One can gradually collect voltage to a capacitor with a current or electric current to an inductor with a voltage. Having one quantity A which grows or decreases gradually due another quantity B is essential for oscillations. In addition we need a control circuit which reverses the polarity of B to force A in turns to increase and decrease. The control circuit must directly read A to decide how B should be changed.
We have several mechanisms where resistance increases or decreases due some quantity X. For example a voltage over a resistor makes a resistor warmer due the dissipation. The resistance of an adjacent NTC resistor decreases gradually. As well a voltage can run a DC motor which turns a potentiometer.
These can cause oscillations if we allow some test signal to be applied to measure the resistance. Resistance cannot be seen directly, a voltage is needed to see what current is caused or a known test current must be made and the voltage is measured.

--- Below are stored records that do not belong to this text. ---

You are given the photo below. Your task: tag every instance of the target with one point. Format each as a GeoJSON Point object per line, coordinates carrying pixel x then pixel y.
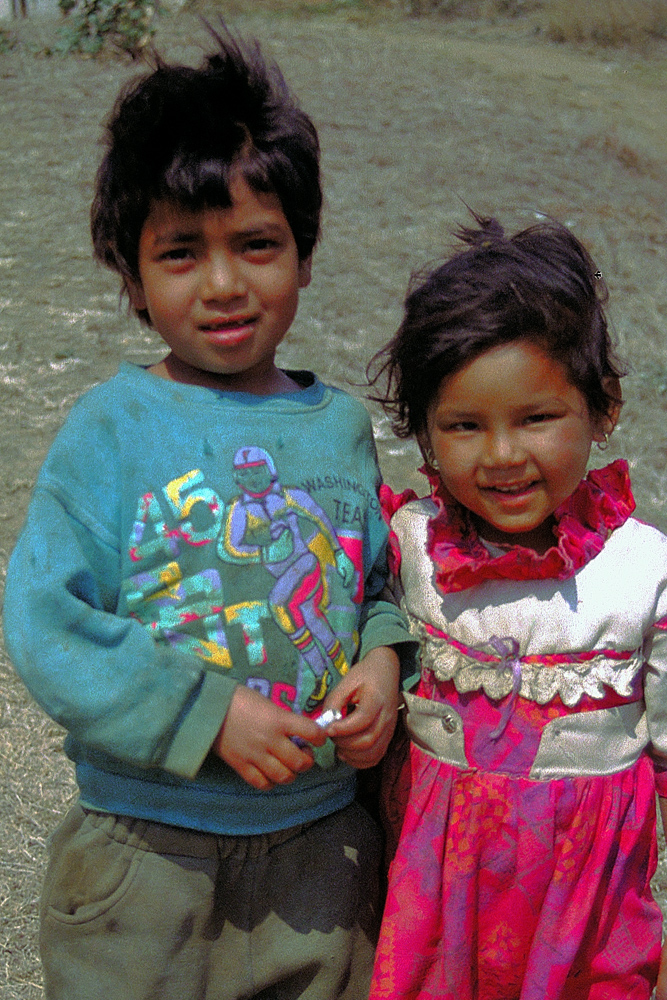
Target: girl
{"type": "Point", "coordinates": [538, 729]}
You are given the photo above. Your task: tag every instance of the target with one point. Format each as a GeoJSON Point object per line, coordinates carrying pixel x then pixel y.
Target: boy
{"type": "Point", "coordinates": [198, 577]}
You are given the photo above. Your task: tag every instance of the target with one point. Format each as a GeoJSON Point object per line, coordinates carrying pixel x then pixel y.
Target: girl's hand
{"type": "Point", "coordinates": [256, 740]}
{"type": "Point", "coordinates": [370, 693]}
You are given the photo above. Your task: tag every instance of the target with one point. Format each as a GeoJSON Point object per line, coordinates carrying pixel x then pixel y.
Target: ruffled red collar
{"type": "Point", "coordinates": [601, 502]}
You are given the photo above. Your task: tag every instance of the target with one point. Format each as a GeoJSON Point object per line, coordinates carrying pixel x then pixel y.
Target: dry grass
{"type": "Point", "coordinates": [610, 23]}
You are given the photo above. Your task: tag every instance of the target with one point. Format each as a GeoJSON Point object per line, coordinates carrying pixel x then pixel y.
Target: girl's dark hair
{"type": "Point", "coordinates": [540, 285]}
{"type": "Point", "coordinates": [181, 134]}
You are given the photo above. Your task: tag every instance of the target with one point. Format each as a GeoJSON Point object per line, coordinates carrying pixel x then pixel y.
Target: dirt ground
{"type": "Point", "coordinates": [417, 120]}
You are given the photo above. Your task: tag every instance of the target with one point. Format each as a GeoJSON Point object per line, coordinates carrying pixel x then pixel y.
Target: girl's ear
{"type": "Point", "coordinates": [426, 450]}
{"type": "Point", "coordinates": [305, 266]}
{"type": "Point", "coordinates": [607, 423]}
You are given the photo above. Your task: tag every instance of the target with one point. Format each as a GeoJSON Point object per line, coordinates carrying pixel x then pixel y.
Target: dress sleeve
{"type": "Point", "coordinates": [655, 694]}
{"type": "Point", "coordinates": [102, 676]}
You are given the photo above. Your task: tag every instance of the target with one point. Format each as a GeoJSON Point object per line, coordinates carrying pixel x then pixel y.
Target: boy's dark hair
{"type": "Point", "coordinates": [540, 285]}
{"type": "Point", "coordinates": [181, 134]}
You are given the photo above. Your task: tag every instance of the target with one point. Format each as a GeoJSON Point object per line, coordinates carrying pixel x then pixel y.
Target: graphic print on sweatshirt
{"type": "Point", "coordinates": [262, 585]}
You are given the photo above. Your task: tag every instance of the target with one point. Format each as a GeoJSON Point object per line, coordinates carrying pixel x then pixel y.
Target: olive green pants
{"type": "Point", "coordinates": [142, 911]}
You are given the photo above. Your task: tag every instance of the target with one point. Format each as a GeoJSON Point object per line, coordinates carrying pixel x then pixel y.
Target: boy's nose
{"type": "Point", "coordinates": [222, 279]}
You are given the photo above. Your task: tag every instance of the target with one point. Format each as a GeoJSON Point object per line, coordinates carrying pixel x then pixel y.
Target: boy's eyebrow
{"type": "Point", "coordinates": [184, 235]}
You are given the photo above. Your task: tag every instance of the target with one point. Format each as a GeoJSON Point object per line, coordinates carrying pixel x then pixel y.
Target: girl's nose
{"type": "Point", "coordinates": [222, 278]}
{"type": "Point", "coordinates": [502, 448]}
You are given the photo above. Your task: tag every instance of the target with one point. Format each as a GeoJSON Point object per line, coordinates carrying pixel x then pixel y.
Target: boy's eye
{"type": "Point", "coordinates": [261, 245]}
{"type": "Point", "coordinates": [176, 254]}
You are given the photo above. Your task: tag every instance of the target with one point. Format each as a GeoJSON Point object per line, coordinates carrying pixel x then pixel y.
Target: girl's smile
{"type": "Point", "coordinates": [511, 438]}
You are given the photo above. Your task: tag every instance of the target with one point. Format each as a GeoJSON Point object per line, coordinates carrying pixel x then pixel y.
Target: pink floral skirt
{"type": "Point", "coordinates": [505, 888]}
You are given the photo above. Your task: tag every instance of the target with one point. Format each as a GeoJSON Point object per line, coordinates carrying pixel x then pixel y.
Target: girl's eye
{"type": "Point", "coordinates": [462, 425]}
{"type": "Point", "coordinates": [540, 418]}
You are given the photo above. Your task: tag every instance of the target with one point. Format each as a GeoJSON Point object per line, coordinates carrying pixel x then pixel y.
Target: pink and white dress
{"type": "Point", "coordinates": [525, 807]}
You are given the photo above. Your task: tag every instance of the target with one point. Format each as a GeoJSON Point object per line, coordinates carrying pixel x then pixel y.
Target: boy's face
{"type": "Point", "coordinates": [221, 287]}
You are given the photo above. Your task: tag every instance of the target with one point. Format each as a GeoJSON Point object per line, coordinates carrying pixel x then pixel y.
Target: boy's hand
{"type": "Point", "coordinates": [255, 739]}
{"type": "Point", "coordinates": [371, 687]}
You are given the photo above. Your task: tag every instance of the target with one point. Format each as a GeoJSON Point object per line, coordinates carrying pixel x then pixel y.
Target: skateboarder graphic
{"type": "Point", "coordinates": [284, 529]}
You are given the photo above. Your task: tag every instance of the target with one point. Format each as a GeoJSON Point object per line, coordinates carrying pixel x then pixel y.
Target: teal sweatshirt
{"type": "Point", "coordinates": [180, 541]}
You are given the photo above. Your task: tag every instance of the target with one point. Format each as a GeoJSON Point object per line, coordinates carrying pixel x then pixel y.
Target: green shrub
{"type": "Point", "coordinates": [91, 25]}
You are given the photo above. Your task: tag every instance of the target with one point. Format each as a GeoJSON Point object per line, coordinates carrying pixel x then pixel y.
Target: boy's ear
{"type": "Point", "coordinates": [607, 423]}
{"type": "Point", "coordinates": [136, 294]}
{"type": "Point", "coordinates": [305, 266]}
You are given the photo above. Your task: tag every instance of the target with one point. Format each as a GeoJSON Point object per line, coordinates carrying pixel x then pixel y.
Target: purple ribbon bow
{"type": "Point", "coordinates": [508, 649]}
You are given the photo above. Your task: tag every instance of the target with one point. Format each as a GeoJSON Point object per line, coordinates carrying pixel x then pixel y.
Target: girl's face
{"type": "Point", "coordinates": [511, 438]}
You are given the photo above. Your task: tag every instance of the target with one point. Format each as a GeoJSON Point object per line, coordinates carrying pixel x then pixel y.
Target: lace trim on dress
{"type": "Point", "coordinates": [540, 682]}
{"type": "Point", "coordinates": [601, 503]}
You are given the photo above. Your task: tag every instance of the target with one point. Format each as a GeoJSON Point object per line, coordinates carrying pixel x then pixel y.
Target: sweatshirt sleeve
{"type": "Point", "coordinates": [101, 676]}
{"type": "Point", "coordinates": [381, 622]}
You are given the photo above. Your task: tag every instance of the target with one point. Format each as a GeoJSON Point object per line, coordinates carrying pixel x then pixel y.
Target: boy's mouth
{"type": "Point", "coordinates": [229, 331]}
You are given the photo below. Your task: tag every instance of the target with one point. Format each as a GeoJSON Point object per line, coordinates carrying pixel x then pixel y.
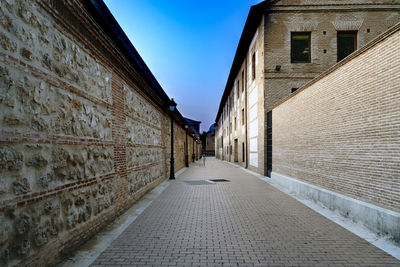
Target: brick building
{"type": "Point", "coordinates": [336, 139]}
{"type": "Point", "coordinates": [285, 44]}
{"type": "Point", "coordinates": [85, 128]}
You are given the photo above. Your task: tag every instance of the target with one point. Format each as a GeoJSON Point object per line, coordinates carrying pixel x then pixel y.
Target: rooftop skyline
{"type": "Point", "coordinates": [188, 46]}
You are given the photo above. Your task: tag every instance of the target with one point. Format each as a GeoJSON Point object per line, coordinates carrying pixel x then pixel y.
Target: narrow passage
{"type": "Point", "coordinates": [241, 222]}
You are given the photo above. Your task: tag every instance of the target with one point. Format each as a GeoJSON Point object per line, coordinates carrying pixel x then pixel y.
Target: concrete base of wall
{"type": "Point", "coordinates": [377, 219]}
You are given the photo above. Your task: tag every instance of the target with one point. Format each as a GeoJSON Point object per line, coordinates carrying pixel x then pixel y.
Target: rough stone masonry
{"type": "Point", "coordinates": [84, 127]}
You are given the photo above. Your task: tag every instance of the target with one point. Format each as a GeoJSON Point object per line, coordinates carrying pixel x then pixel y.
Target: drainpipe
{"type": "Point", "coordinates": [245, 111]}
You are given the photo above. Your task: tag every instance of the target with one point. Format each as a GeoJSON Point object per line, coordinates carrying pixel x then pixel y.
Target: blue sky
{"type": "Point", "coordinates": [188, 45]}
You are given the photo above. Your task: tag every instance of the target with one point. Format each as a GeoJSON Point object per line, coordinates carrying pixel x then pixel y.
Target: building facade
{"type": "Point", "coordinates": [284, 45]}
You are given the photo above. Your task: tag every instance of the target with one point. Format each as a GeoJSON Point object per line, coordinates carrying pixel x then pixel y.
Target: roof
{"type": "Point", "coordinates": [110, 26]}
{"type": "Point", "coordinates": [253, 20]}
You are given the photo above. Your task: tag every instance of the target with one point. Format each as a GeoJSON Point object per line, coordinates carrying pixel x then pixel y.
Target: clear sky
{"type": "Point", "coordinates": [188, 45]}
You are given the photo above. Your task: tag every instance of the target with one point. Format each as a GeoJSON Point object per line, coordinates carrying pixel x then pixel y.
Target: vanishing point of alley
{"type": "Point", "coordinates": [243, 221]}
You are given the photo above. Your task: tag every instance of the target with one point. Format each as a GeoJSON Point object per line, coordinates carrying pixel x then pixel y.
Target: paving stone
{"type": "Point", "coordinates": [244, 222]}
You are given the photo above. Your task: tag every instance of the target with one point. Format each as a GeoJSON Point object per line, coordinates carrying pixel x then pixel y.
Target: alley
{"type": "Point", "coordinates": [243, 221]}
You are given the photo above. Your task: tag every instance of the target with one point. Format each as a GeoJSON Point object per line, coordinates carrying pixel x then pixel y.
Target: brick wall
{"type": "Point", "coordinates": [80, 139]}
{"type": "Point", "coordinates": [342, 132]}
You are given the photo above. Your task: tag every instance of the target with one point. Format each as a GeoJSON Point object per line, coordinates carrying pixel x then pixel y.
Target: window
{"type": "Point", "coordinates": [253, 66]}
{"type": "Point", "coordinates": [346, 44]}
{"type": "Point", "coordinates": [300, 47]}
{"type": "Point", "coordinates": [242, 80]}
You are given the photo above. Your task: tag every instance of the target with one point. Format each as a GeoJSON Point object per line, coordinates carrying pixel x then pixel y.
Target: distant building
{"type": "Point", "coordinates": [285, 44]}
{"type": "Point", "coordinates": [194, 124]}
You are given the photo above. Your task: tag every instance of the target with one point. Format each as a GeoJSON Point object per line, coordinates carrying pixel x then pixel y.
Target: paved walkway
{"type": "Point", "coordinates": [243, 222]}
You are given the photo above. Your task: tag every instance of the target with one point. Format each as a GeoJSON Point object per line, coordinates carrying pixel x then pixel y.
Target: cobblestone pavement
{"type": "Point", "coordinates": [244, 222]}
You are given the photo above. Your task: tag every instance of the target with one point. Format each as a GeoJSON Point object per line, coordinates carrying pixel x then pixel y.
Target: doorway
{"type": "Point", "coordinates": [235, 151]}
{"type": "Point", "coordinates": [269, 144]}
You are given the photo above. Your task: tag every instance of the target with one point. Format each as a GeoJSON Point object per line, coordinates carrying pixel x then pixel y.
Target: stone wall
{"type": "Point", "coordinates": [80, 139]}
{"type": "Point", "coordinates": [342, 131]}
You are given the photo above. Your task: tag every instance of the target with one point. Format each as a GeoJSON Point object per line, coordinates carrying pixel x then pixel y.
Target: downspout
{"type": "Point", "coordinates": [245, 110]}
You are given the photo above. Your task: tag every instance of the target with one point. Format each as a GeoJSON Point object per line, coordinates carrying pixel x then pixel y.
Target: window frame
{"type": "Point", "coordinates": [291, 46]}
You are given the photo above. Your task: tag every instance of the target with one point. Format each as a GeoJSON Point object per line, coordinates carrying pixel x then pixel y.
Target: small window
{"type": "Point", "coordinates": [253, 66]}
{"type": "Point", "coordinates": [242, 81]}
{"type": "Point", "coordinates": [346, 44]}
{"type": "Point", "coordinates": [300, 47]}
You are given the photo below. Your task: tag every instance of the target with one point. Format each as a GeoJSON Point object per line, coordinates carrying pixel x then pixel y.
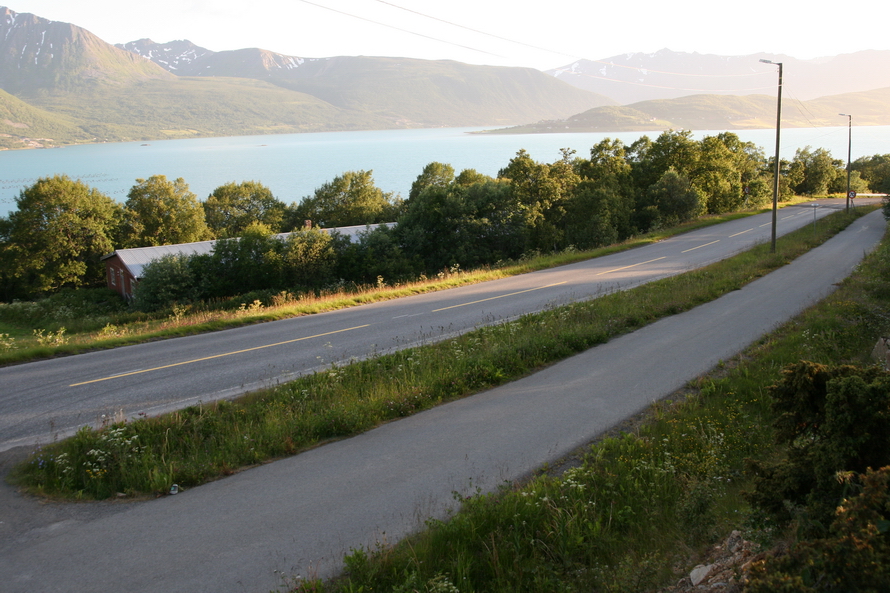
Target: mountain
{"type": "Point", "coordinates": [80, 88]}
{"type": "Point", "coordinates": [402, 90]}
{"type": "Point", "coordinates": [40, 56]}
{"type": "Point", "coordinates": [716, 112]}
{"type": "Point", "coordinates": [665, 74]}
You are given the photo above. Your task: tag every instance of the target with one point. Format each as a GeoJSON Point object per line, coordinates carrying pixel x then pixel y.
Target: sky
{"type": "Point", "coordinates": [543, 35]}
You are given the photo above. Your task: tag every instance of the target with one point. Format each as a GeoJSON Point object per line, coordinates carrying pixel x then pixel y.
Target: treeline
{"type": "Point", "coordinates": [62, 227]}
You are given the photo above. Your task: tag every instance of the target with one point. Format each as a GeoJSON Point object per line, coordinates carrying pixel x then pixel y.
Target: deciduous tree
{"type": "Point", "coordinates": [162, 212]}
{"type": "Point", "coordinates": [232, 207]}
{"type": "Point", "coordinates": [349, 199]}
{"type": "Point", "coordinates": [56, 237]}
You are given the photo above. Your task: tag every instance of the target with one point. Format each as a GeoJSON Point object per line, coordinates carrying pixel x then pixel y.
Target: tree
{"type": "Point", "coordinates": [349, 199]}
{"type": "Point", "coordinates": [671, 149]}
{"type": "Point", "coordinates": [162, 212]}
{"type": "Point", "coordinates": [727, 173]}
{"type": "Point", "coordinates": [242, 264]}
{"type": "Point", "coordinates": [232, 207]}
{"type": "Point", "coordinates": [56, 237]}
{"type": "Point", "coordinates": [167, 280]}
{"type": "Point", "coordinates": [813, 171]}
{"type": "Point", "coordinates": [437, 174]}
{"type": "Point", "coordinates": [540, 192]}
{"type": "Point", "coordinates": [463, 224]}
{"type": "Point", "coordinates": [875, 170]}
{"type": "Point", "coordinates": [676, 198]}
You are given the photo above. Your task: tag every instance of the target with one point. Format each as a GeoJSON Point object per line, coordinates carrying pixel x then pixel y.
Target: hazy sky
{"type": "Point", "coordinates": [543, 34]}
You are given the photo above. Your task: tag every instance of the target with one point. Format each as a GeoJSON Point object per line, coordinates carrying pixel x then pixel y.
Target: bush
{"type": "Point", "coordinates": [165, 281]}
{"type": "Point", "coordinates": [830, 420]}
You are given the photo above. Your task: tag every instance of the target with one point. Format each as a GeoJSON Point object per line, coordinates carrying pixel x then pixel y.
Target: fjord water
{"type": "Point", "coordinates": [294, 165]}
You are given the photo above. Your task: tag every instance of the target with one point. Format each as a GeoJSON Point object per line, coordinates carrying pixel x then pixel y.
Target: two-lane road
{"type": "Point", "coordinates": [43, 400]}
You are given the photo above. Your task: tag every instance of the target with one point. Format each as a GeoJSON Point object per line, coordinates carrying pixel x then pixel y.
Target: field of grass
{"type": "Point", "coordinates": [201, 443]}
{"type": "Point", "coordinates": [642, 506]}
{"type": "Point", "coordinates": [97, 319]}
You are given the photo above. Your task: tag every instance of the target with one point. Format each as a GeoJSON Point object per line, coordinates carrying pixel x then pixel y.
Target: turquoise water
{"type": "Point", "coordinates": [293, 165]}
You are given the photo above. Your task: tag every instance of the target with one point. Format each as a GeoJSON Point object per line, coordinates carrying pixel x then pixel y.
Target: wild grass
{"type": "Point", "coordinates": [207, 441]}
{"type": "Point", "coordinates": [98, 319]}
{"type": "Point", "coordinates": [641, 507]}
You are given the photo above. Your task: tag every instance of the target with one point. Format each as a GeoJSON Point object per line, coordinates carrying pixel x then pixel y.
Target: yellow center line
{"type": "Point", "coordinates": [176, 364]}
{"type": "Point", "coordinates": [631, 266]}
{"type": "Point", "coordinates": [498, 297]}
{"type": "Point", "coordinates": [700, 246]}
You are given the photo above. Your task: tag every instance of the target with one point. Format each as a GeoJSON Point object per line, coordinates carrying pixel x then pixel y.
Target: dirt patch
{"type": "Point", "coordinates": [25, 518]}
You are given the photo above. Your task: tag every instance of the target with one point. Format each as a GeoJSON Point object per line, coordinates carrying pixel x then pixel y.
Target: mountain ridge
{"type": "Point", "coordinates": [62, 84]}
{"type": "Point", "coordinates": [631, 78]}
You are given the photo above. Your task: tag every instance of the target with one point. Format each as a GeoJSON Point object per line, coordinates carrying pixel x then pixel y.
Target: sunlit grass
{"type": "Point", "coordinates": [86, 331]}
{"type": "Point", "coordinates": [203, 442]}
{"type": "Point", "coordinates": [641, 507]}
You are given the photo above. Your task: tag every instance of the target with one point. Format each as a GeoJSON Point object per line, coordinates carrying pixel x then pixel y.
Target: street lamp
{"type": "Point", "coordinates": [776, 179]}
{"type": "Point", "coordinates": [849, 148]}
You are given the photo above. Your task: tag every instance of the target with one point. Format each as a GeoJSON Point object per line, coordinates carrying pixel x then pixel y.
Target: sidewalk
{"type": "Point", "coordinates": [300, 515]}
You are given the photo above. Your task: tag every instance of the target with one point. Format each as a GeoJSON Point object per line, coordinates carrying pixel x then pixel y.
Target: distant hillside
{"type": "Point", "coordinates": [631, 78]}
{"type": "Point", "coordinates": [79, 88]}
{"type": "Point", "coordinates": [715, 112]}
{"type": "Point", "coordinates": [402, 90]}
{"type": "Point", "coordinates": [38, 56]}
{"type": "Point", "coordinates": [24, 126]}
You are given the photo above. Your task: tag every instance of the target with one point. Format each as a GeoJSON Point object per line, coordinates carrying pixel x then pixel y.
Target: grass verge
{"type": "Point", "coordinates": [203, 442]}
{"type": "Point", "coordinates": [67, 326]}
{"type": "Point", "coordinates": [642, 505]}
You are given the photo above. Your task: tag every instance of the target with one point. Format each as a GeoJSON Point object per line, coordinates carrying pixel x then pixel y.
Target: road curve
{"type": "Point", "coordinates": [299, 515]}
{"type": "Point", "coordinates": [45, 400]}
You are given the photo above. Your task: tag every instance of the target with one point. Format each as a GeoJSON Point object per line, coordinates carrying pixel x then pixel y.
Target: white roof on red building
{"type": "Point", "coordinates": [137, 258]}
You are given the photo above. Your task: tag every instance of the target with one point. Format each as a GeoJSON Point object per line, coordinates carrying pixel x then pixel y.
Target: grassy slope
{"type": "Point", "coordinates": [646, 501]}
{"type": "Point", "coordinates": [177, 448]}
{"type": "Point", "coordinates": [18, 120]}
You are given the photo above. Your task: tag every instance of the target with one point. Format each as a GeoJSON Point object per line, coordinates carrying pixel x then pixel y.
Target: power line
{"type": "Point", "coordinates": [428, 16]}
{"type": "Point", "coordinates": [401, 29]}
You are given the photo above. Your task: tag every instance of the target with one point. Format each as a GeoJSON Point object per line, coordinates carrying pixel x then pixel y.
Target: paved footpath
{"type": "Point", "coordinates": [298, 516]}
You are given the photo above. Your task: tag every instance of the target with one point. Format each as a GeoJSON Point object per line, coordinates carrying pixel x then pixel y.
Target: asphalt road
{"type": "Point", "coordinates": [49, 399]}
{"type": "Point", "coordinates": [296, 517]}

A simple resistance oscillator with an electric sensing circuit can be a bridge, where a motor turns a pot and that pot supplies a voltage to motor from a bipolar DC source. Without any inertia the motor stops to the position where it gets 0V, but the rotating mass easily continues the movement and the balance is never found.
If we need a system where the resistance swings and at the same time just that resistance must not be used for any electric signal in the oscillator, but it still must be the seen quantity of the circuit which controls the resistance, we unfortunately are out of the luck.